O Senhor David! Com que admiração renovada passámos a ficar especados ao vê-lo a regar o jardim, algo sempre agradável, os miúdos que fui levando a ver o buraco da bala e que, autorizados pelo Senhor Carloto, pelo orifício redondo sentiam, com a ponta do dedo, a madeira desfibrada no interior. Confirmação da verdade!
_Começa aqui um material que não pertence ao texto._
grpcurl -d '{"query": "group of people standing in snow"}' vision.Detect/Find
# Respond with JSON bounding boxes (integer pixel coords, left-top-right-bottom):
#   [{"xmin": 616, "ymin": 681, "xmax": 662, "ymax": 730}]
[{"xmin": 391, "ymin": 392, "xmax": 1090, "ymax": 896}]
2.       O espaço do jardim, à época chamado Jardim Doutor Oliveira Salazar, era o fórum da vila. Todo o maior movimento diário passava por ali: o da Câmara Municipal, do Tribunal, do Registo Civil, do Notário, dos Correios, das bombas de gasolina da SACOR, dos táxis e autocarros (que paravam ao fundo, ao lado das bombas), das duas pastelarias da moda, a Arco-Íris, da Helena Tirone, e a Flórida, do Café Tirone (um café pioneiro com uma taberna anexa), dos talhos (na rua ao fundo), da barbearia do Senhor Moura e, ainda, nos dias especiais, as verbenas com música de altofalante, o fluxo de pessoas que se dirigiam à Associação para ver filmes, bailes ou conferências. Também se pode dizer que a Casa Paroquial ficava no jardim, tal como a nossa escola primária, a funcionar no rés-do-chão da Casa Moreno. Durante anos, a sirene dos Bombeiros e da Defesa Civil do Território estava por cima da fachada da Associação e era accionada por um interruptor na parede quase ao lado da barbearia. E sempre que havia visitas oficiais, de ministros ou figuras gradas, a comitiva parava na rua em frente à Câmara e depois percorria a pé o trajecto até aos degraus dos Paços do Município sobre tapetes de flores ou de motivos desenhados com serrim colorido. Fotografias de casamento eram tiradas no jardim, bandas de música acertavam passo e tocavam no jardim. Tinha bancos de ferro fundido com ripas de madeira pintadas a encarnado, noutras épocas a verde e, noutras ainda, a branco. Como havia um pavimento de cimento liso no espaço de protocolos em frente à Câmara, nalguns períodos de maior complacência de polícias e zeladores havia quem por lá patinasse, mas os verdadeiros momentos de glória eram as noites de Verão em que as meninas se passeavam a exibir toilettes e a exercitar os saltos altos, a que nós ainda éramos alheios. Toda a vila ia passear ao jardim, voltas e voltas aos canteiros, acima e abaixo, num sentido e noutro sob as tílias, olhares perscrutadores a surpreender cruzares de insinuação e namoro. Jardim que ficava mudo e silencioso sob os nevões que lhe realçavam as formas geométricas de Inverno, transcendente quando as lâmpadas de Natal coloriam as tuias e o abeto grande. Hoje em dia diríamos que o jardim seria um hotspot de biodiversidade e tal estaria certo.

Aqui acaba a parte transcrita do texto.